Think not only about what Clemson accomplished with its 44-16 victory that made clear the Tigers are every bit Alabama’s equal. Think about Lawrence, 6-foot-6 and poised like Peyton Manning or Tom Brady, and Ross, a 6-4 wide receiver with a crazy combination of acrobatics and acumen.
“That’s what’s really so fun about this season, and really the last six or seven weeks,” said Jeff Scott, one of Clemson’s co-offensive coordinators, standing in the center of a delirious locker room. “It was a lot of fun game-planning when you have all those guys.”
There have been true freshman quarterbacks who have impacted prominent programs, and goodness knows there have been receivers who have walked from high schools into featured roles for marquee teams. But there may not have been a combination like these two, Lawrence the top quarterback recruit last year from the Atlanta exurbs, Ross the best player in Alabama who had the temerity to blow off his flagship state university with the stated goal of beating said school.
They have played one season and 15 games together. There are NFL teams that would line up to draft either of them tomorrow. But they can’t. The rules stipulate that the ACC and, in all likelihood, the CFP will have to deal with Trevor Lawrence and Justyn Ross for at least two more years.
“We’re building a lifelong relationship,” Ross said.
Makes the knees shake a bit.
Take note, ACC defensive coordinators, and try to contain these two. Lawrence is the first true freshman quarterback to steer his team to the national title since Oklahoma’s Jamelle Holieway — in 1985. We can talk all we want about how young quarterbacks are better prepared to step into college and play immediately because high school offenses are more sophisticated than ever. Still, someone had to do it — not like Alabama’s Tua Tagovailoa did a year ago, coming on in relief of starter Jalen Hurts at halftime of the Crimson Tide’s victory over Georgia, but with a team that became his and his alone.
That person is Lawrence.
“Trevor’s always been a special talent in my mind,” said, of all people, Alabama Coach Nick Saban.
He is a special talent, too, in the mind of Clemson Coach Dabo Swinney. And so, after four games — four victories — to start this season, Swinney benched senior Kelly Bryant (career record as a starter: 16-2) for Lawrence, who was still 18.
“Coach Swinney, he’s not afraid to make the tough decision,” Scott said.
Was it tough, though?
“After four games,” Swinney said, “he was the best player.”
If you’re a quarterback and you come to Clemson, you know one thing: You’re going to have targets to throw to.

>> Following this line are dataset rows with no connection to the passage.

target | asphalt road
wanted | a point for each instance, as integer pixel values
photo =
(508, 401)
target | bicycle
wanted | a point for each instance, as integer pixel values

DeAndre Hopkins, Sammy Watkins, Mike Williams — they all were Tigers, and they all were first-round NFL picks.
It says here Ross is next. Think about what he went through to catch his six passes for 153 yards Monday night, to change the game with a 74-yard catch-and-run: The kid from Phenix City, Ala., was lured to Clemson in part because Clemson needed him to beat Alabama.
“Eleven months ago, we were coming off a very disappointing loss to Alabama,” Scott said, speaking of the 24-6 decision in last year’s semifinal. “We’re not able to make the plays down the field that we did the year before with Mike Williams,” when the Tigers won.
“That was a big selling point that we told Ross,” Scott said. “We said, ‘Hey, you can help us beat Bama, because we need a big receiver like you to make those plays. We could be there next year, and you as a true freshman could be one of the real difference-makers in that game.’ ”
He made a difference. But so did Lawrence — and not just with his 347-yard, three-touchdown performance. Lawrence’s commitment to Clemson, Ross said, “played a big part in me coming here.”
Sound thinking. Lawrence was known to every college coach who had made his way to Cartersville, Ga., and returned to campus gushing about the consensus top player in the nation. What the Clemson coaches have learned since he arrived on campus: That status didn’t matter to him.
“He has his priorities in the right order,” said Tony Elliott, Scott’s co-coordinator. “He could care less about the accolades. We didn’t expect him to be rattled or to be shook, because he’s lived his whole life building for this moment from a character standpoint.”
Now, imagine what those two can do going forward. Before he had played a game at Clemson, Ross was something of a sensation because of the one-handed catches he tended to make in practice.
“I saw him do that,” sophomore running back Travis Etienne said, “and I knew he was different.”
Then he applied it to games. In his final two, against none other than Notre Dame and Alabama, he caught 12 balls for 301 yards and three touchdowns.
“The catches you saw him make tonight, those are routine for him,” Swinney said. “I mean, it’s just amazing. I told Trevor, I said, ‘Could you quit throwing crappy balls so he don’t have to show off like that and make some of those crazy catches?’ But that’s what he can do.”
And now, just 15 games into his career, that’s what he’s already done. That’s the frightening aspect for all of college football now. Lawrence and Ross aren’t untapped talents. At a time when most players their age are waiting their turn, they’re fully formed, accomplished stars. They’ll be back in 2019. They’ll be back again in 2020. They have beaten Alabama once. Would you bet against them again?
“We’re not done yet,” Ross said. “We’re not done at all.”